Immobility-induced hypercalcaemia is a diagnosis of exclusion for non-PTH mediated hypercalcaemia. The proposed pathophysiology underlying this is uncoupling of bone turnover, with greater deceleration in bone formation and increased resorption.
A 49-year-old Caucasian male with background of splenectomy presented with abdominal pain, purpuric rash and renal impairment secondary to streptococcus septicaemia. He developed purpura fulminans with ischaemic auto-amputation of his limbs. During ICU admission, he was intubated, required nasogastric feeding for two weeks and had a prolonged delirium. His serum calcium rose from normal to 3.12mmol/L at 7 weeks with suppressed PTH of 0.3pmol/L. His confusion and renal function had improved after a short period of intermittent haemodiafiltration. There was no history of malignancy and he was on no predisposing medications.
On examination, he appeared euvolaemic and haemodynamically stable. He was neurologically intact. He had bilateral below knee and hand amputations. Although he was moved passively, he remained bedbound. He had no lymphadenopathy or focal bony tenderness.
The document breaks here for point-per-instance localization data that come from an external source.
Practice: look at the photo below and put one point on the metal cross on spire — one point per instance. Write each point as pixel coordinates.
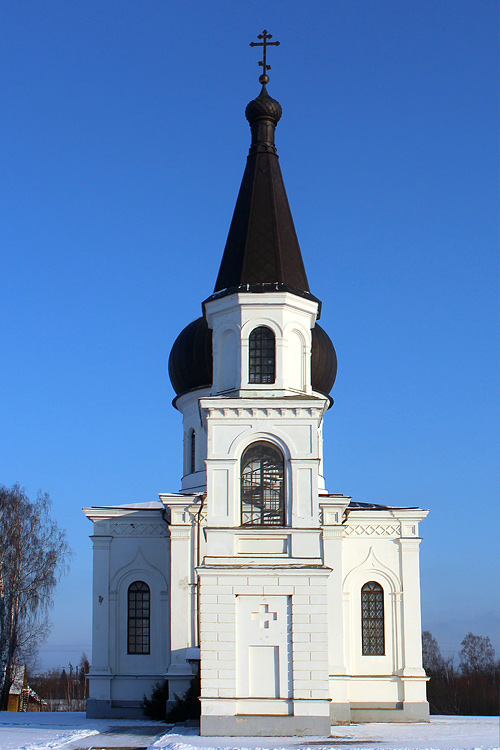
(264, 78)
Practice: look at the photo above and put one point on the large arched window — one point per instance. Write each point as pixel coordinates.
(372, 619)
(139, 600)
(262, 486)
(261, 356)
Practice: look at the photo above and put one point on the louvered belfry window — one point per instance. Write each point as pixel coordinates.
(372, 619)
(262, 486)
(139, 599)
(262, 356)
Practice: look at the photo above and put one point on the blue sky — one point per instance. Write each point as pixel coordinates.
(123, 146)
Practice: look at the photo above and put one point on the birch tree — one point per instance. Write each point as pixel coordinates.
(33, 555)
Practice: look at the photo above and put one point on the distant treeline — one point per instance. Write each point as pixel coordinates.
(471, 689)
(63, 689)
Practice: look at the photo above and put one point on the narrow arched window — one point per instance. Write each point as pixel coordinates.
(261, 356)
(192, 451)
(139, 600)
(372, 619)
(262, 486)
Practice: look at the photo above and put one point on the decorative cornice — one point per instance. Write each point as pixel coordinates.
(138, 529)
(372, 529)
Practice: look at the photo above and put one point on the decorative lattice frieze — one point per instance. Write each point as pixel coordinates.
(138, 529)
(372, 530)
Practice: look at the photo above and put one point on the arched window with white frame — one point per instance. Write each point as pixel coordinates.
(262, 485)
(138, 618)
(261, 356)
(372, 619)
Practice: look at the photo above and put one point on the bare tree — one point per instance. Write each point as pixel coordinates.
(33, 554)
(477, 654)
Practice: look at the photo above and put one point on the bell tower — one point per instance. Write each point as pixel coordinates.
(253, 377)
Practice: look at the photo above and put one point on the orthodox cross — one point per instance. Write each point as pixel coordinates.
(264, 78)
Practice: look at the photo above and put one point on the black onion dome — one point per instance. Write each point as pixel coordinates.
(190, 361)
(263, 106)
(323, 361)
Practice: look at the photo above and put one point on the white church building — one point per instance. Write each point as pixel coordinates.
(300, 607)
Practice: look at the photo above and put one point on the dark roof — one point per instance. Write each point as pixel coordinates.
(190, 363)
(323, 361)
(262, 246)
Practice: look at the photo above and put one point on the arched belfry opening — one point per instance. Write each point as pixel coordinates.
(261, 356)
(262, 485)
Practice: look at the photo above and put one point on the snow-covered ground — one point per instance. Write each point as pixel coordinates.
(72, 731)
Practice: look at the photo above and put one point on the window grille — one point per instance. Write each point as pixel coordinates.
(138, 618)
(192, 451)
(372, 619)
(262, 356)
(262, 486)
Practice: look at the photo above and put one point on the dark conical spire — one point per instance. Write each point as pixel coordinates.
(262, 248)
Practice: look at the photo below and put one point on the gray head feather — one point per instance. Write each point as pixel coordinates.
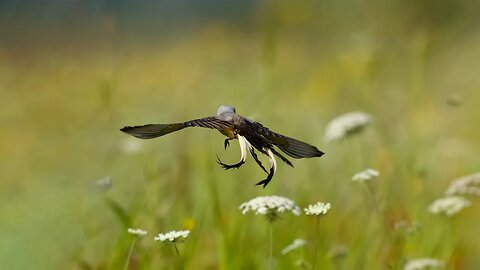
(225, 109)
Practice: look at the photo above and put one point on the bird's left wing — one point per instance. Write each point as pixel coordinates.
(156, 130)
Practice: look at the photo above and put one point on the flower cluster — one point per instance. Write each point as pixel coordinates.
(137, 232)
(172, 237)
(297, 243)
(466, 185)
(448, 205)
(270, 206)
(317, 209)
(423, 263)
(345, 125)
(365, 175)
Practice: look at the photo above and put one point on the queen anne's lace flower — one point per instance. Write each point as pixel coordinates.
(297, 243)
(448, 205)
(423, 263)
(317, 209)
(345, 124)
(365, 175)
(172, 237)
(466, 185)
(270, 206)
(137, 232)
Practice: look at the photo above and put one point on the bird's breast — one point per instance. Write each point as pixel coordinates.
(229, 132)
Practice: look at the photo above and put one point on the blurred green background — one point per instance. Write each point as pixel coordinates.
(73, 72)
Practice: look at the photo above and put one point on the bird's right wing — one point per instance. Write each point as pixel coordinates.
(290, 146)
(156, 130)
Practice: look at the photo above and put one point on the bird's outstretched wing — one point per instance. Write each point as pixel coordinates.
(156, 130)
(290, 146)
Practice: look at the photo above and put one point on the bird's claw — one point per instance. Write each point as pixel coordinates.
(228, 167)
(226, 143)
(266, 181)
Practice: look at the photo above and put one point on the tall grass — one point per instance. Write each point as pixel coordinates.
(291, 67)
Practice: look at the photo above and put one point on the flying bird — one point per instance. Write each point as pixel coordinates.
(251, 136)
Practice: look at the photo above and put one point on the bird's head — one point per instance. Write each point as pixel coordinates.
(225, 109)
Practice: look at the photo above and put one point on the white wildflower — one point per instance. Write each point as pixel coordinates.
(270, 206)
(423, 263)
(466, 185)
(344, 125)
(365, 175)
(448, 205)
(297, 243)
(137, 232)
(317, 209)
(172, 237)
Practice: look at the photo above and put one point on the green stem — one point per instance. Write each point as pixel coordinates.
(271, 247)
(125, 267)
(316, 242)
(176, 250)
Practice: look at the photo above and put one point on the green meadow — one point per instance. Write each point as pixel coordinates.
(73, 73)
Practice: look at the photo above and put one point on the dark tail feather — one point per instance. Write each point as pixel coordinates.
(153, 130)
(284, 159)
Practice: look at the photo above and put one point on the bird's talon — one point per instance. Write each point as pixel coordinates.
(226, 144)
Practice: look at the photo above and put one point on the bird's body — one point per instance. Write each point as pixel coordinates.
(251, 135)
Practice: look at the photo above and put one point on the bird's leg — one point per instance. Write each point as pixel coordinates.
(273, 168)
(228, 167)
(226, 143)
(269, 178)
(255, 157)
(243, 149)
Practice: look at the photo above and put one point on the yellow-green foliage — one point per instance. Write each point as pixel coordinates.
(72, 74)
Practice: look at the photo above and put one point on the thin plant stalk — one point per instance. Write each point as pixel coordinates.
(130, 251)
(176, 250)
(271, 247)
(317, 234)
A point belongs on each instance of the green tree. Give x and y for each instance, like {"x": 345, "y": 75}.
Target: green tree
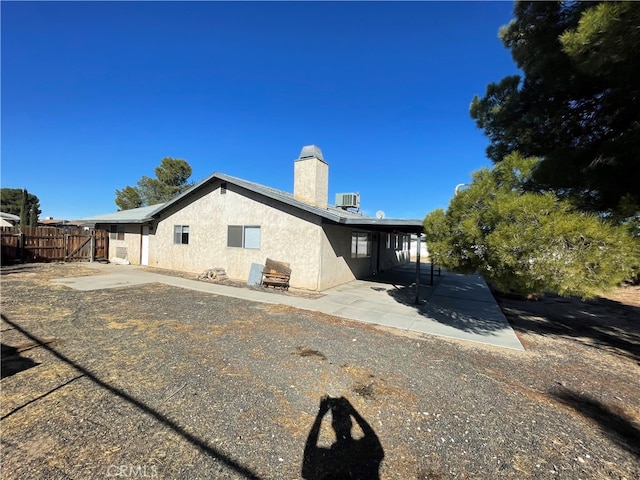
{"x": 577, "y": 104}
{"x": 529, "y": 242}
{"x": 128, "y": 198}
{"x": 18, "y": 201}
{"x": 171, "y": 180}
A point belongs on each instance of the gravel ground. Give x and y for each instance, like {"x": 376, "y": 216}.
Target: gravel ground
{"x": 160, "y": 382}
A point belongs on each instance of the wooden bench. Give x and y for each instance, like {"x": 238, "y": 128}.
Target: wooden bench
{"x": 276, "y": 274}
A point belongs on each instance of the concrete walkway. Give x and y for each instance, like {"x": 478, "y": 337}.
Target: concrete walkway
{"x": 456, "y": 306}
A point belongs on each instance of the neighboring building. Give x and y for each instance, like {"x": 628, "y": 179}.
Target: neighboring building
{"x": 226, "y": 222}
{"x": 9, "y": 219}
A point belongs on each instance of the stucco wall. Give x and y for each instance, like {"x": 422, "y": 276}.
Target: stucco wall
{"x": 292, "y": 237}
{"x": 337, "y": 265}
{"x": 131, "y": 242}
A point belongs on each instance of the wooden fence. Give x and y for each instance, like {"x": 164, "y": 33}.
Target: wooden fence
{"x": 51, "y": 244}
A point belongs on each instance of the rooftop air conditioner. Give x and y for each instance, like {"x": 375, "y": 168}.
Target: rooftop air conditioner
{"x": 348, "y": 200}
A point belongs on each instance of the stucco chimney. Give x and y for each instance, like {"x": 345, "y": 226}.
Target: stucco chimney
{"x": 311, "y": 177}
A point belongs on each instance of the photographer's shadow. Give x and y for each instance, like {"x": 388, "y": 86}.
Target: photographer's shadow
{"x": 347, "y": 458}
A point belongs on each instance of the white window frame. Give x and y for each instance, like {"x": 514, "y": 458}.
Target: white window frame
{"x": 179, "y": 232}
{"x": 361, "y": 241}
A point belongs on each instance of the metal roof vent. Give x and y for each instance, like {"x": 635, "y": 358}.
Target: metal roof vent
{"x": 311, "y": 151}
{"x": 348, "y": 200}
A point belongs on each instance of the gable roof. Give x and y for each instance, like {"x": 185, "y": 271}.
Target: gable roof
{"x": 331, "y": 214}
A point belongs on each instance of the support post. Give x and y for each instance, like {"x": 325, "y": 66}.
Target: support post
{"x": 431, "y": 279}
{"x": 418, "y": 245}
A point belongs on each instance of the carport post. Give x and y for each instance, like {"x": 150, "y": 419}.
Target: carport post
{"x": 418, "y": 240}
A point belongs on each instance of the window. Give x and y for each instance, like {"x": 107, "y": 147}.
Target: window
{"x": 241, "y": 236}
{"x": 116, "y": 232}
{"x": 360, "y": 244}
{"x": 181, "y": 234}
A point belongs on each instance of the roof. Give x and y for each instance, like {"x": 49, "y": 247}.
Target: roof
{"x": 331, "y": 214}
{"x": 133, "y": 215}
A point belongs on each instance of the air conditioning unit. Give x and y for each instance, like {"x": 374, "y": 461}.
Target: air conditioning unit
{"x": 348, "y": 200}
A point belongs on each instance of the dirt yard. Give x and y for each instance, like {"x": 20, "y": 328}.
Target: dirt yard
{"x": 160, "y": 382}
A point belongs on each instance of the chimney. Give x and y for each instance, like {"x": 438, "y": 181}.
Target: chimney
{"x": 311, "y": 177}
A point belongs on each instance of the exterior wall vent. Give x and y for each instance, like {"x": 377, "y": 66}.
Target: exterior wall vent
{"x": 348, "y": 200}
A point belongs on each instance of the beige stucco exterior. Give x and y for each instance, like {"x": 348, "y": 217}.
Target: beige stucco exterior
{"x": 319, "y": 253}
{"x": 302, "y": 230}
{"x": 208, "y": 218}
{"x": 131, "y": 241}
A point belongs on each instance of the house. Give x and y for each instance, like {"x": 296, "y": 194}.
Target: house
{"x": 231, "y": 223}
{"x": 8, "y": 219}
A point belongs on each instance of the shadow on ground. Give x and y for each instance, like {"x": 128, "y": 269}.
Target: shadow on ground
{"x": 477, "y": 314}
{"x": 617, "y": 426}
{"x": 13, "y": 362}
{"x": 602, "y": 323}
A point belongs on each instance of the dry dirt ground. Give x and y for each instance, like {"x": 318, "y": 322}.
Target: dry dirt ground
{"x": 160, "y": 382}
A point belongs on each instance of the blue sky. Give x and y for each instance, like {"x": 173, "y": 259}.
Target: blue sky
{"x": 95, "y": 94}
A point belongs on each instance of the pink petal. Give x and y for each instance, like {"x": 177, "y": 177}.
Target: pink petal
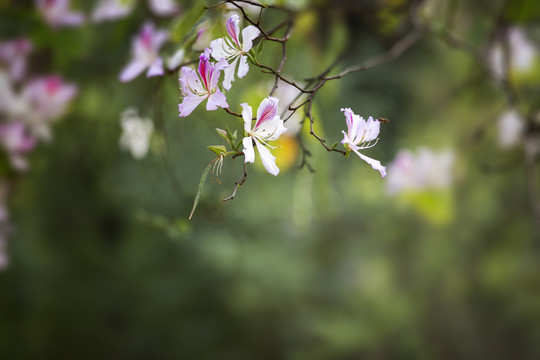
{"x": 375, "y": 164}
{"x": 243, "y": 68}
{"x": 249, "y": 153}
{"x": 248, "y": 35}
{"x": 267, "y": 110}
{"x": 189, "y": 103}
{"x": 247, "y": 114}
{"x": 132, "y": 70}
{"x": 233, "y": 29}
{"x": 156, "y": 69}
{"x": 268, "y": 160}
{"x": 216, "y": 100}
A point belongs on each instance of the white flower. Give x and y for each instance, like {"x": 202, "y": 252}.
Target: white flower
{"x": 231, "y": 49}
{"x": 268, "y": 127}
{"x": 363, "y": 133}
{"x": 422, "y": 171}
{"x": 145, "y": 54}
{"x": 136, "y": 133}
{"x": 511, "y": 127}
{"x": 522, "y": 53}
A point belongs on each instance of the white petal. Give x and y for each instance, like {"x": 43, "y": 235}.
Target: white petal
{"x": 248, "y": 35}
{"x": 229, "y": 75}
{"x": 243, "y": 68}
{"x": 269, "y": 160}
{"x": 189, "y": 103}
{"x": 156, "y": 69}
{"x": 247, "y": 114}
{"x": 375, "y": 164}
{"x": 249, "y": 153}
{"x": 132, "y": 70}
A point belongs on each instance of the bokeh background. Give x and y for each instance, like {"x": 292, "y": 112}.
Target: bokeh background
{"x": 104, "y": 263}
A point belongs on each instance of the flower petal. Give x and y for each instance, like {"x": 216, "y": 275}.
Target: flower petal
{"x": 229, "y": 75}
{"x": 243, "y": 68}
{"x": 216, "y": 100}
{"x": 156, "y": 69}
{"x": 249, "y": 153}
{"x": 248, "y": 35}
{"x": 233, "y": 29}
{"x": 189, "y": 103}
{"x": 269, "y": 160}
{"x": 247, "y": 114}
{"x": 267, "y": 110}
{"x": 132, "y": 70}
{"x": 375, "y": 164}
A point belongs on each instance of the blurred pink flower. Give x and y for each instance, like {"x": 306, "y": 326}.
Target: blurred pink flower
{"x": 268, "y": 127}
{"x": 145, "y": 53}
{"x": 112, "y": 10}
{"x": 421, "y": 171}
{"x": 47, "y": 99}
{"x": 58, "y": 13}
{"x": 17, "y": 142}
{"x": 363, "y": 133}
{"x": 511, "y": 127}
{"x": 13, "y": 53}
{"x": 202, "y": 84}
{"x": 233, "y": 51}
{"x": 164, "y": 7}
{"x": 107, "y": 10}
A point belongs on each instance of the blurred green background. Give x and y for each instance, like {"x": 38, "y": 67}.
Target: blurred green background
{"x": 324, "y": 265}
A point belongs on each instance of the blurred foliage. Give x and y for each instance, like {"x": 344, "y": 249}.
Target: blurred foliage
{"x": 324, "y": 265}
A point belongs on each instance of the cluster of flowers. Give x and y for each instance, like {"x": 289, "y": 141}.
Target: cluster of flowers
{"x": 28, "y": 108}
{"x": 58, "y": 13}
{"x": 230, "y": 55}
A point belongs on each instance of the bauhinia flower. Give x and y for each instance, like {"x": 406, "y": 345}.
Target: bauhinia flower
{"x": 268, "y": 127}
{"x": 422, "y": 171}
{"x": 57, "y": 13}
{"x": 136, "y": 133}
{"x": 117, "y": 9}
{"x": 202, "y": 84}
{"x": 17, "y": 142}
{"x": 145, "y": 48}
{"x": 511, "y": 127}
{"x": 231, "y": 49}
{"x": 13, "y": 54}
{"x": 46, "y": 100}
{"x": 362, "y": 134}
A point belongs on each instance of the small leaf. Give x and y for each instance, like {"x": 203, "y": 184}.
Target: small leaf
{"x": 222, "y": 133}
{"x": 220, "y": 150}
{"x": 201, "y": 184}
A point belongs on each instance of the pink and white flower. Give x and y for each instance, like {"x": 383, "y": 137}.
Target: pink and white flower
{"x": 17, "y": 142}
{"x": 511, "y": 127}
{"x": 163, "y": 7}
{"x": 422, "y": 171}
{"x": 202, "y": 84}
{"x": 233, "y": 50}
{"x": 268, "y": 127}
{"x": 362, "y": 134}
{"x": 136, "y": 133}
{"x": 14, "y": 53}
{"x": 145, "y": 54}
{"x": 46, "y": 99}
{"x": 107, "y": 10}
{"x": 58, "y": 13}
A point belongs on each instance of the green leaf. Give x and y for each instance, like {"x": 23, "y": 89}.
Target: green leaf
{"x": 190, "y": 19}
{"x": 222, "y": 133}
{"x": 201, "y": 184}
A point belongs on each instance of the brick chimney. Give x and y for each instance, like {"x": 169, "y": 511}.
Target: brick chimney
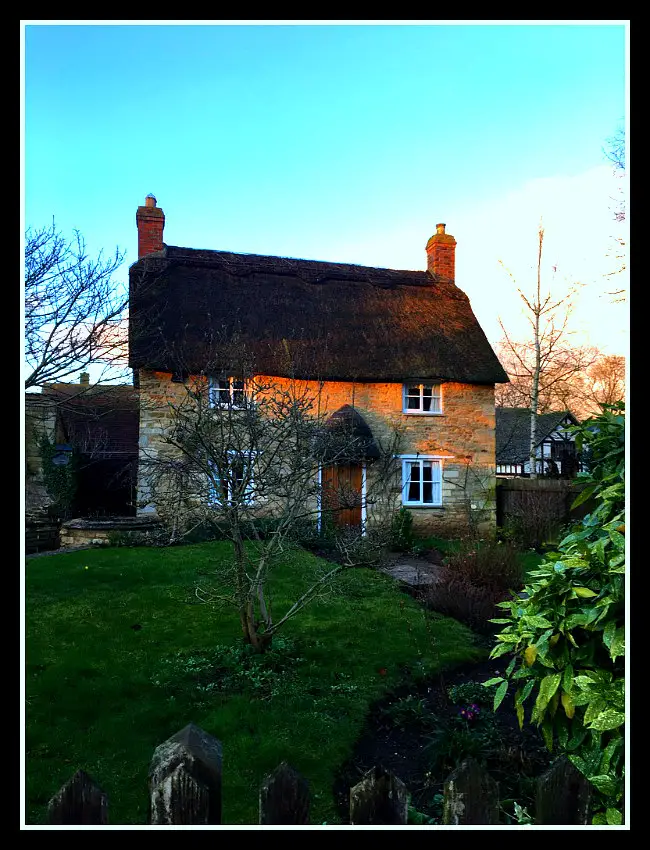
{"x": 441, "y": 253}
{"x": 151, "y": 221}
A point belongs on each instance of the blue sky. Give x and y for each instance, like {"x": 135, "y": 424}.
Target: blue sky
{"x": 339, "y": 142}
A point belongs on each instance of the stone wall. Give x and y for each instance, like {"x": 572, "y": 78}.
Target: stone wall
{"x": 463, "y": 434}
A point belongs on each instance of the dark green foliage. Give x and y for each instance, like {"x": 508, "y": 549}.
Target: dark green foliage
{"x": 568, "y": 636}
{"x": 60, "y": 481}
{"x": 401, "y": 537}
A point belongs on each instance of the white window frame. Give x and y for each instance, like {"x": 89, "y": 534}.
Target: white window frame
{"x": 215, "y": 389}
{"x": 216, "y": 496}
{"x": 437, "y": 462}
{"x": 419, "y": 411}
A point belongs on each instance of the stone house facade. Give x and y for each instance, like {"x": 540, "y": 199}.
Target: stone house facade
{"x": 389, "y": 351}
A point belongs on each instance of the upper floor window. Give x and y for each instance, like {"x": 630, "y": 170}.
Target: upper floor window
{"x": 422, "y": 398}
{"x": 226, "y": 392}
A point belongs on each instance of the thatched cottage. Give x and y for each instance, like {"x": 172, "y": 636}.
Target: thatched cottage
{"x": 381, "y": 348}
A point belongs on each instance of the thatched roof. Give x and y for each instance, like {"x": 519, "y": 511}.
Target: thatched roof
{"x": 331, "y": 321}
{"x": 513, "y": 431}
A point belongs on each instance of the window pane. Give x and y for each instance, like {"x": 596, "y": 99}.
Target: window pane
{"x": 223, "y": 392}
{"x": 413, "y": 493}
{"x": 238, "y": 392}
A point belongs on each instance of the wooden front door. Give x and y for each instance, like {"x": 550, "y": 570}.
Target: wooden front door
{"x": 342, "y": 493}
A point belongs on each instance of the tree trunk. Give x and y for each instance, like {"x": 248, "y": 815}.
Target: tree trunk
{"x": 534, "y": 400}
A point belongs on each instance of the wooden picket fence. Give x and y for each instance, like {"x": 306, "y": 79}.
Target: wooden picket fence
{"x": 185, "y": 788}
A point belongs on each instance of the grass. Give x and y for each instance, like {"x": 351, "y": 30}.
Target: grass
{"x": 101, "y": 695}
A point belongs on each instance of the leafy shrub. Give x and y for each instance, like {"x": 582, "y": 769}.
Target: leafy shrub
{"x": 60, "y": 481}
{"x": 489, "y": 564}
{"x": 568, "y": 635}
{"x": 401, "y": 531}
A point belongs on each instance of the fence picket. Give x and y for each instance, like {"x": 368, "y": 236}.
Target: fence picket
{"x": 380, "y": 798}
{"x": 563, "y": 795}
{"x": 79, "y": 801}
{"x": 284, "y": 797}
{"x": 185, "y": 779}
{"x": 470, "y": 796}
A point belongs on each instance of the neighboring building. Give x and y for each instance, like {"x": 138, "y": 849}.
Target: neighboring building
{"x": 555, "y": 446}
{"x": 99, "y": 425}
{"x": 379, "y": 347}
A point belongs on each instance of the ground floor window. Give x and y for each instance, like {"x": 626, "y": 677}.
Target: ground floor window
{"x": 421, "y": 481}
{"x": 233, "y": 480}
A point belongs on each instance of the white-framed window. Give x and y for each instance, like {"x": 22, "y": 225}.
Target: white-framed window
{"x": 227, "y": 392}
{"x": 509, "y": 469}
{"x": 422, "y": 481}
{"x": 236, "y": 483}
{"x": 422, "y": 398}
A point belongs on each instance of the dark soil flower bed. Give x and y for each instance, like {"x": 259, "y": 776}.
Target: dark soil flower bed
{"x": 420, "y": 735}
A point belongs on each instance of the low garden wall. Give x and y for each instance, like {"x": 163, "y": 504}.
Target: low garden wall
{"x": 101, "y": 530}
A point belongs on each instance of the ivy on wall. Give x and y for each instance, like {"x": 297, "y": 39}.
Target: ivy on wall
{"x": 60, "y": 481}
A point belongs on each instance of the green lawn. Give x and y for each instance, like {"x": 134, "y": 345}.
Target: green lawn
{"x": 102, "y": 695}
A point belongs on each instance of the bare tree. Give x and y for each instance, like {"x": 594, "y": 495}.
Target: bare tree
{"x": 604, "y": 383}
{"x": 245, "y": 457}
{"x": 544, "y": 361}
{"x": 579, "y": 378}
{"x": 616, "y": 155}
{"x": 74, "y": 312}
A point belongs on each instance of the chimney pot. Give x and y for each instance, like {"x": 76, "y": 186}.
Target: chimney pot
{"x": 150, "y": 220}
{"x": 441, "y": 254}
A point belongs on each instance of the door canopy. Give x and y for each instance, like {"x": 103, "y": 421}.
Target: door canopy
{"x": 348, "y": 438}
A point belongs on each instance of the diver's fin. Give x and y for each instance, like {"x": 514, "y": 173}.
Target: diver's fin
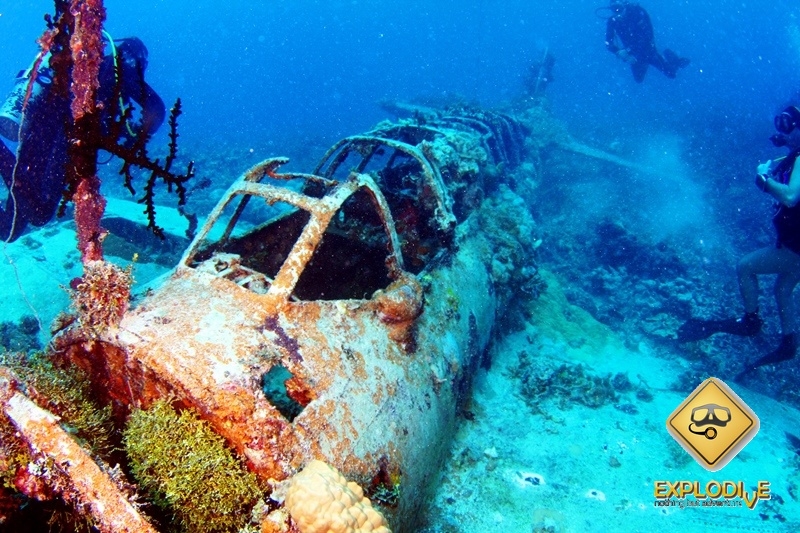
{"x": 695, "y": 329}
{"x": 785, "y": 351}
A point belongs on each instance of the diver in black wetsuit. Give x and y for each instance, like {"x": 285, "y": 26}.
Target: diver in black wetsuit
{"x": 629, "y": 36}
{"x": 781, "y": 180}
{"x": 37, "y": 171}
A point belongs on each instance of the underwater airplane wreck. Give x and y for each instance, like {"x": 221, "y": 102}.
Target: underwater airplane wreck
{"x": 323, "y": 327}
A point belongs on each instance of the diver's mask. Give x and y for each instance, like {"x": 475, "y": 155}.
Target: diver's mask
{"x": 618, "y": 7}
{"x": 785, "y": 122}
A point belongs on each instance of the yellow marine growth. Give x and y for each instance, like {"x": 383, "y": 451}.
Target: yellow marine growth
{"x": 65, "y": 393}
{"x": 321, "y": 500}
{"x": 101, "y": 296}
{"x": 186, "y": 469}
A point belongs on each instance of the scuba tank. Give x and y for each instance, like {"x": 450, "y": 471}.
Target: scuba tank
{"x": 11, "y": 110}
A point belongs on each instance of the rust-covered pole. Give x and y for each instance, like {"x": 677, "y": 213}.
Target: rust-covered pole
{"x": 86, "y": 49}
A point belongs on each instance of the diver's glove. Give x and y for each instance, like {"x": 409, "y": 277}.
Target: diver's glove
{"x": 761, "y": 182}
{"x": 764, "y": 168}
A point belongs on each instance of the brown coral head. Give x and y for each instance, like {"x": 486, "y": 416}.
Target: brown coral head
{"x": 401, "y": 302}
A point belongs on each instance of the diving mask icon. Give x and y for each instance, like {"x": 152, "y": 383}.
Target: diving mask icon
{"x": 712, "y": 415}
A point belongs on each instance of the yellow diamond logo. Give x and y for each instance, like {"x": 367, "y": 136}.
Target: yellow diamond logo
{"x": 713, "y": 424}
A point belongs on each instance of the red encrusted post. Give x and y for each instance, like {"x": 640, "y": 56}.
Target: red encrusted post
{"x": 86, "y": 45}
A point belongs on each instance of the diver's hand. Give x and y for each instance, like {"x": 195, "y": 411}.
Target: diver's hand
{"x": 764, "y": 168}
{"x": 625, "y": 55}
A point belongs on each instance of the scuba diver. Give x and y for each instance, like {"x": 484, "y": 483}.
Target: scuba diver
{"x": 781, "y": 180}
{"x": 540, "y": 74}
{"x": 629, "y": 36}
{"x": 34, "y": 176}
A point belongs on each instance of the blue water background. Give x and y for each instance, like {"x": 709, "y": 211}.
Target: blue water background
{"x": 274, "y": 74}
Results included PTH 0.6pmol/L(1.3-7.6), 25-hydroxyvitamin-D 35nmol/L(>50nmol/L), 1,25-hydroxyvitamin-D 19(60-200), electrophoresis showed a polyclonal inflammatory response, serum ACE level 41U/L(30-55), spot calcium:creat was 0.8mmol/mol cr(0-0.4), PTHrP <0.2pmol/L, TSH 4.5mIU/L(0.27-4.2), fT4 16pmol/L(12-25), morning cortisol 230nmol/L, ACTH 12.9pmol/L(<10), urine DPD/Cr 41.1(2.3-5.4). Chest imaging did not reveal hilar lymphadenopathy. Bone scan showed no osteoblastic deposits.
A provisional diagnosis of immobility-related hypercalcaemia was made. He was given 30mg pamidronate resulting in normalisation of calcium for 81 days. He developed recurrent hypercalcaemia to 2.9mmol/L and bone turnover markers were markedly elevated: P1NP 1100ug/L, CTX 3094ng/L(100-600). 4mg zoledronic acid was then given which resulted in normalisation of serum calcium.
Non-PTH mediated hypercalcaemia due to immobility presents with hypercalciuria and trabecular bone loss due to reduced osteoblast activity. Inflammation and acidity can predispose to increased bone resorption. Fluid and bisphosphonates are common treatments with remobilisation. Denosumab and PTH are potential alternatives.